Current Position: Executive Director, Greenspace – the Cambria Land Trust
What is/was your relationship to ReLeaf?
Network group – 1996, year before Cambria retreat.
Advisory council – I was involved during the transition when advocacy became part of the Network and was one of the architects in getting ReLeaf positioned for nonprofit incorporation.
What did/does California ReLeaf mean to you?
To me ReLeaf means that there are a lot more people out there who think about trees – it’s not just me. It’s California’s tree support network – the folks we rely on. Because of ReLeaf we know that there is tree work getting done all over the state. In every city and town there is the message that trees are important. And trees are becoming even more important as global warming weighs on people’s consciousnesses.

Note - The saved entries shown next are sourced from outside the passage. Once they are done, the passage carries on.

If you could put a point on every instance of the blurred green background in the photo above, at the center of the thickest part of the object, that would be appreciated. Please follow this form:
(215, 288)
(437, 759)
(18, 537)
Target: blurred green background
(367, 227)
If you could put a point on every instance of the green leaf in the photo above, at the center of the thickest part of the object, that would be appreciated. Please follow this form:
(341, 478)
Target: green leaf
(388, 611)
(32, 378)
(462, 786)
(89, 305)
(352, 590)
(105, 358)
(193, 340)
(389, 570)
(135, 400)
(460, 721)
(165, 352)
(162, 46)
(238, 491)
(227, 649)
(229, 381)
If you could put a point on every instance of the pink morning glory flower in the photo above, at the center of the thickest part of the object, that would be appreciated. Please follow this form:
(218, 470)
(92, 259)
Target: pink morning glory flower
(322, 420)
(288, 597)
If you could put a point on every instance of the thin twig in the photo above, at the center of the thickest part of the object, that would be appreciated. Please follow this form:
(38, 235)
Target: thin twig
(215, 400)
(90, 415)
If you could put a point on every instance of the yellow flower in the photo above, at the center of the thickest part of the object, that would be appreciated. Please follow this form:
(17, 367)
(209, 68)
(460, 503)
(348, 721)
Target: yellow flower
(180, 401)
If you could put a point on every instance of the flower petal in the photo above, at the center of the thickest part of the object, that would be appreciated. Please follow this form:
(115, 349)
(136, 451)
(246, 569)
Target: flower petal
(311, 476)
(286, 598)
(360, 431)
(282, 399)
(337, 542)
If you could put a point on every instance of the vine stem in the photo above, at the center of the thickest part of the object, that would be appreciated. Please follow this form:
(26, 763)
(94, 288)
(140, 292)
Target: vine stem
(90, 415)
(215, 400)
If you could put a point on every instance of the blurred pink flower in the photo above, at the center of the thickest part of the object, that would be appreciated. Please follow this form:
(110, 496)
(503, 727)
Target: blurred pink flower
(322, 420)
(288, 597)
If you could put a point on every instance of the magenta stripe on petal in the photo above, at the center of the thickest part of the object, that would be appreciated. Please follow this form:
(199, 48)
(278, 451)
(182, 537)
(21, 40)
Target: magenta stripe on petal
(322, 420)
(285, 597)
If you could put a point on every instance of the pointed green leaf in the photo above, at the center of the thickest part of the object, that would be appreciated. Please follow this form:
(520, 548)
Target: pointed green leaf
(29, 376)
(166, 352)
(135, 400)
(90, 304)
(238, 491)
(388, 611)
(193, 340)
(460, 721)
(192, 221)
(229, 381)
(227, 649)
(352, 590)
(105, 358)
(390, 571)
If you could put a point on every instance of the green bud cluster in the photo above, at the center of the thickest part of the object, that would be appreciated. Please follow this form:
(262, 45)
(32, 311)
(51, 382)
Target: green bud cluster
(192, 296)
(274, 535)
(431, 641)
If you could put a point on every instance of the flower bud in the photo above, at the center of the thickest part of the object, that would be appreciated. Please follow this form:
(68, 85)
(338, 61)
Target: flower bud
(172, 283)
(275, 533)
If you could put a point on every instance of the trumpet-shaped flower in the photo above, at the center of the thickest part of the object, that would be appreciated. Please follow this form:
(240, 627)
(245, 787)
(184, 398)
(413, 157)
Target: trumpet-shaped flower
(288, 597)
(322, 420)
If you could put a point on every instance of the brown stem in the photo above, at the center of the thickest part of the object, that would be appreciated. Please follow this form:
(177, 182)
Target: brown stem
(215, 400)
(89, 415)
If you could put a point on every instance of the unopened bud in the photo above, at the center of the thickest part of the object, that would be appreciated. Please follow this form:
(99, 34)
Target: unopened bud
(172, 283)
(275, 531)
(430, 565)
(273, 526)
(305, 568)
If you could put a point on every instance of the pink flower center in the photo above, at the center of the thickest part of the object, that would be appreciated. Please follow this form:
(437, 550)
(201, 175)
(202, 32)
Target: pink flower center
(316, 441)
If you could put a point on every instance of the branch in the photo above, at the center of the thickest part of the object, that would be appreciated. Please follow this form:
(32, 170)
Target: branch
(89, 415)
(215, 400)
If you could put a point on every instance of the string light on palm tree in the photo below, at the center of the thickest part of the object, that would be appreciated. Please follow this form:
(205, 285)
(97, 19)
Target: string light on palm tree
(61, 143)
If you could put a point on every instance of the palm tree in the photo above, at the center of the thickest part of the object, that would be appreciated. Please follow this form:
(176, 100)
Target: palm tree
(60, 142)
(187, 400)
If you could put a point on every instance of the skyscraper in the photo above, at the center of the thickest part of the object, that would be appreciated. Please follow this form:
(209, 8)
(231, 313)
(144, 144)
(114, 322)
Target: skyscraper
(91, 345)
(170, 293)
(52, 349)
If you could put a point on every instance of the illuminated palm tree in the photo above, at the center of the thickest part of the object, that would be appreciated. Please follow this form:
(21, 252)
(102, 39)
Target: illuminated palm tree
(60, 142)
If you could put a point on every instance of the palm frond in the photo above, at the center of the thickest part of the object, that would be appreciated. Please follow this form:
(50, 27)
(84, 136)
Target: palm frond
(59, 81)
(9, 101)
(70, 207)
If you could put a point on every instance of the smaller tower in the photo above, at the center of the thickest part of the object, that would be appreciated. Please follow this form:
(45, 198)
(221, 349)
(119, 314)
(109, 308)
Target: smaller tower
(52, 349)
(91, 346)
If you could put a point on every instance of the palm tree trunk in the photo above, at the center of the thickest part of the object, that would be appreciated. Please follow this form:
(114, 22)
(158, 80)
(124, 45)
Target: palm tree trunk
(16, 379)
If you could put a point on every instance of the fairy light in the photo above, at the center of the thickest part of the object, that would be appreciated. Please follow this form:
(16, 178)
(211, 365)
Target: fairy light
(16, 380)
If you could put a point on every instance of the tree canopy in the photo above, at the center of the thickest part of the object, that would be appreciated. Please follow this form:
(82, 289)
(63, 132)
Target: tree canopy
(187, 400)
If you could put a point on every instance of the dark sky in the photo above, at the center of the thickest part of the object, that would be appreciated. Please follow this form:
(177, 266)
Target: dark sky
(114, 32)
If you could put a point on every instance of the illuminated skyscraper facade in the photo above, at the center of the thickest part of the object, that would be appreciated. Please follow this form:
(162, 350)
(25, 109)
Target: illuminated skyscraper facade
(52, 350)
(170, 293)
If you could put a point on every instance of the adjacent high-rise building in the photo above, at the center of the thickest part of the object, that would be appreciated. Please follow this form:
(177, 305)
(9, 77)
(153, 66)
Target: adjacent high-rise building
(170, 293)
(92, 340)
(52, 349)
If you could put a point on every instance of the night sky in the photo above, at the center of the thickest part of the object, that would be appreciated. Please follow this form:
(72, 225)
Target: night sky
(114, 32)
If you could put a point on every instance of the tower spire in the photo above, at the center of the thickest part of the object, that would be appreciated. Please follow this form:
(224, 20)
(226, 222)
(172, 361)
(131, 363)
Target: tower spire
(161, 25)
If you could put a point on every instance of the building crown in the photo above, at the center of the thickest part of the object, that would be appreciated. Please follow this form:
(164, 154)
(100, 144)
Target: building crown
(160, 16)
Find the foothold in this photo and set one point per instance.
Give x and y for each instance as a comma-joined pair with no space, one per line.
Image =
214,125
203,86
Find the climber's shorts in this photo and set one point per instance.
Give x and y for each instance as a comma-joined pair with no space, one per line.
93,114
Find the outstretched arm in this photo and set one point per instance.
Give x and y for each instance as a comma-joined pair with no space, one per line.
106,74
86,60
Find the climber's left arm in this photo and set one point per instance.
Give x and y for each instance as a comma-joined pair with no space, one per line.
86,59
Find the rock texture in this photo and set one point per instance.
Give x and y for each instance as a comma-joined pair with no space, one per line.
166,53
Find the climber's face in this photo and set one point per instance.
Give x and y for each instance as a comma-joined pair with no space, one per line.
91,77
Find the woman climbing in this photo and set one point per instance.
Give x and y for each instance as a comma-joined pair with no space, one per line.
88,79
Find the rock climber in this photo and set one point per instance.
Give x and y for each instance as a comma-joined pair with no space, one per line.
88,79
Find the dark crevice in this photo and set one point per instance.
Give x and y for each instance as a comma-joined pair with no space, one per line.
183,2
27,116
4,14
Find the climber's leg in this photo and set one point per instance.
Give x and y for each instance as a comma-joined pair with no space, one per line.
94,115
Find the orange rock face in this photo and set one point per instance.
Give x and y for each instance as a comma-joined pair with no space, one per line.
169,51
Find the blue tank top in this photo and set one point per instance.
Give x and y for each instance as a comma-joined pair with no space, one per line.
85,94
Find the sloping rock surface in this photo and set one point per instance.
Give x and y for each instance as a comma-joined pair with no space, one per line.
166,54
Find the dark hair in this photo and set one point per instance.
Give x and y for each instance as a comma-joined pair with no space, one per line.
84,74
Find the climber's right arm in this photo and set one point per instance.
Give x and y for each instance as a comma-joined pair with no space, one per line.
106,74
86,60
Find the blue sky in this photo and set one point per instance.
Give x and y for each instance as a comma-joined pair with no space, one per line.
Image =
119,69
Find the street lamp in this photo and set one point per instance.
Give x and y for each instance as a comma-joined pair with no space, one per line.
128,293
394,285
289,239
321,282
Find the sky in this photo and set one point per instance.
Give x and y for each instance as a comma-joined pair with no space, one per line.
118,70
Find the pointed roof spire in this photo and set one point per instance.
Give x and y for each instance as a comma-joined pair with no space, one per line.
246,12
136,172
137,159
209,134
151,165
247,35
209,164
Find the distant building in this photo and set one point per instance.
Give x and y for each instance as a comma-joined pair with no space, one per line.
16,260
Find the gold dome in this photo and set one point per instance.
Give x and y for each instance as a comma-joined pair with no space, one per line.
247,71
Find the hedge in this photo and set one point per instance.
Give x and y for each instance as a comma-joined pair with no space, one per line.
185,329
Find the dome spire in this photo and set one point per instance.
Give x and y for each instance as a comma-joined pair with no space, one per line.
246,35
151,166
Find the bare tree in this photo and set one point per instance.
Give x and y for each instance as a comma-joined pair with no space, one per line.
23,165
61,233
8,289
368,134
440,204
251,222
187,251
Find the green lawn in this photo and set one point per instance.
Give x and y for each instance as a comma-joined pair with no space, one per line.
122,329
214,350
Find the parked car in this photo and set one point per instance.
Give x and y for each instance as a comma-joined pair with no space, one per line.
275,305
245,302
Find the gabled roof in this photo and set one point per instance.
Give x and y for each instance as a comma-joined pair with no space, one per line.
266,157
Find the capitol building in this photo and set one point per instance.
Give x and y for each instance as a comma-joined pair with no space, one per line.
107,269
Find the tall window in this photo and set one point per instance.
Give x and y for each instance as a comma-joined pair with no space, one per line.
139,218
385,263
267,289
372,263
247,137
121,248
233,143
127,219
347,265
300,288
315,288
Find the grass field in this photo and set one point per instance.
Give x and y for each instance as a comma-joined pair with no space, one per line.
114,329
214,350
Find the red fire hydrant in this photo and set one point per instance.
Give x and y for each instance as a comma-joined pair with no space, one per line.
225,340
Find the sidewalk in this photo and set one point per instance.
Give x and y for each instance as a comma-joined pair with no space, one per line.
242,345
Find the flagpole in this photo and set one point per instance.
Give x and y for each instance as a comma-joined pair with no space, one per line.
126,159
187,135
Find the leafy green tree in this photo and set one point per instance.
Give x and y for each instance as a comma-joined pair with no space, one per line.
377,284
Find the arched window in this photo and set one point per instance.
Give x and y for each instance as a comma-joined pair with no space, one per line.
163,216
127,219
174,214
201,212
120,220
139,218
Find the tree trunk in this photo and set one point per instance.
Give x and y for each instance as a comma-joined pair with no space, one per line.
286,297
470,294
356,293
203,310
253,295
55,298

Best memory or event of California ReLeaf?
The Cambria meeting was certainly one of the highlights. Lots of groups attended. Also the meeting in Santa Cruz – in the 2001. That is when I was able to give a presentation on how to attract more money by being an advocate for trees – helping groups become more proactive because money doesn’t just fall in your lap. We have to advocate for trees through interactions with the people with money and the decision makers. It is about one-on-one interactions and relationships. I received a grant from ReLeaf so that I could mentor other groups on being a tree advocate without fear of jeopardizing nonprofit status.
Why is it important that California ReLeaf continue its Mission?
It gives the tree network leadership and guidance. ReLeaf is our voice in Sacramento and it continues to lobby for money for urban forest projects!